Whitewater

Disclaimer: I don't own anything

Dedicated to the victims of Typhoon Ondoy

Philippines, September 26, 2009

"I'm cold," Near whispered into his cellphone. He shivered as the cold wind and rain buffeted him from his spot on the car's roof, and held on tighter to his Transformers action figure. "Really cold," he repeated.

"Near, where are you?" Halle Lidner's voice came through staticky but coherent. "Gevanni and I are trying to get to you now. Rester would, but he's been stuck in traffic for four hours."

Near's teeth were chattering, and he tucked his soaked arm under his armpit in a vain effort to absorb more heat. He could barely see in the driving rain, and the floodwaters were creeping up, swallowing the windows of his car whole. Sooner or later he would have to brave the flood and jump; the car wasn't going to hold on long enough for help. He could hear the panicked screams and pleas for help around him, from people stuck in their cars and others trying to keep their heads above the water. He cringed and tried to shut his ears against them.

"Somewhere in Marikina City... I'm not sure. Please… help. The water's past head level and it's still rising. Bodies floating…and the current…" Near whispered in desperation. Suddenly, he felt something ram hard against his car, and cellphone, toy robot, and Near toppled right into the murky water.

Near struggled for a few moments, swallowing some of the putrid water in the process. He couldn't make anything out, the murk obliterated eyesight. His lungs were burning, he was choking, until his hands broke through the surface and found something to grab on. Using all of his strength Near hauled himself up, and coughed and spluttered, gasping for air. The rain pounding against him was almost as bad as drowning outright, but he sucked whatever oxygen he could get. Shivering and shaken, he dragged himself across his piece of debris - actually a piece of corrugated tin the Metro Manila slums used for roofing, and just lay there, trying to calm down.
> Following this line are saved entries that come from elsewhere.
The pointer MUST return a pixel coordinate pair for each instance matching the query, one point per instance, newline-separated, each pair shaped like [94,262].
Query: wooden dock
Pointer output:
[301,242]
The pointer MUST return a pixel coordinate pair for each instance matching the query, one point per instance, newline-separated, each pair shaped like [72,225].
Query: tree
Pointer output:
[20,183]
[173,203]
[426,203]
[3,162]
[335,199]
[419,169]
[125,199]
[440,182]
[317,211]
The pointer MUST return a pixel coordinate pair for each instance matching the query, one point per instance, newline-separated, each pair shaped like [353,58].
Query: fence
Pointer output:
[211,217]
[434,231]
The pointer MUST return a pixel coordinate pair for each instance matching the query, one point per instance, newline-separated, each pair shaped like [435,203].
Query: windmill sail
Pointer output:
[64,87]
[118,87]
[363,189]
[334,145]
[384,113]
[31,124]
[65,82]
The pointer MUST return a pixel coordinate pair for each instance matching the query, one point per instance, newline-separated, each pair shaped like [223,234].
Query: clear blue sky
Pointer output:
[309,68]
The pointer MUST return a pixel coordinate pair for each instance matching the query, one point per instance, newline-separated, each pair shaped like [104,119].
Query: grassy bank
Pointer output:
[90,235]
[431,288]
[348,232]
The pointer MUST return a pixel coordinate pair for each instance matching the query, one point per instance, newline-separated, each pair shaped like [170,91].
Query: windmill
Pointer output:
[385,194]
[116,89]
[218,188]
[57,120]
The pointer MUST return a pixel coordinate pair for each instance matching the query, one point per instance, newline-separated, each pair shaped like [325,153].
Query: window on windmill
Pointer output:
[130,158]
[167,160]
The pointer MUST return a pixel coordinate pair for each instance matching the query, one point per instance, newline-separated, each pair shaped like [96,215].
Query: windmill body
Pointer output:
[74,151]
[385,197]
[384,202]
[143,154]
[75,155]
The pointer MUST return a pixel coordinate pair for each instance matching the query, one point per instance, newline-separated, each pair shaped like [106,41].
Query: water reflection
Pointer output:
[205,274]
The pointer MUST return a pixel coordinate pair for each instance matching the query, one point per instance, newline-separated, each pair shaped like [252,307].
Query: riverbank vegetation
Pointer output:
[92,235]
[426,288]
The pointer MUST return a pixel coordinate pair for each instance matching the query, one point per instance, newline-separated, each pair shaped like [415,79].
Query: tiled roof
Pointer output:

Too soon, he felt the current carrying him off, and he held on to his makeshift raft with all his might. Near was a fair swimmer, but his body was no match for the raging flood. The current took him spinning under a bridge and he flattened himself as much as possible so as to not get trapped under the construction. Near was soaked, tired, nauseous, and frightened halfway and a third to hell. His body was numb from exhaustion, but adrenaline supplied his brain with just enough energy to keep holding on.

He spotted people living and dead floating, being buffeted back and forth by the powerful current before being swallowed whole. Everywhere he could hear car horns honking and screams and cries of terror. Some cars were totally submerged, and people, like him, were hanging on to whatever could keep them afloat. The noxious smell of pipe oil choked him, and he could see buildings, massive monoliths and infrastructures, flooded all the way to the second floor. His raft rammed against something and he nearly slid off, but managed to stay on in the nick of time.

Was this how it was going to end for him? After all those years working to be and beat L, all those years of being the best Wammy's had to boast, all those years of keeping secret so he could gauge and watch and solve, all those years of chasing after Kira and winning at the end. What was it all for? Did it all boil down to this? One frightened little boy hanging on for dear life on a tin raft? He was L, for Christ's sake. There had to be something more to this!

He is L now, but what of before? Before L's mantle was pinned around him, before he was the boy Near, the prodigy acknowledged by L himself. Who was he then?

Nate River… written by Mikami's hand, Near had found the letters and syllables as foreign as Light himself was. Different and unknown and perilous and frightening in its simple but all-consuming power. Nate River was the symbol of his past, the present he kept hidden, and the future that would soon fade in time. Nate River was what and who he was, never what they wanted him to be and what he'd accepted. He screamed at himself for never realizing it until it was too late.

Would Nate River die here alone and unmourned? Alone among many?

Please! I don't want to die!

Suddenly, Nate felt himself go under, fingers slipping from his raft. He felt something heavy hit his skull, and darkness closed in.

Last Saturday, Typhoon Ondoy (Ketsana) dumped more than a month's worth of rainfall in just 12 hours on Northern Luzon. More than 246 people have died, and the death toll is still rising.

I left the ending purposefully open. The reader can decide whether he survived or not.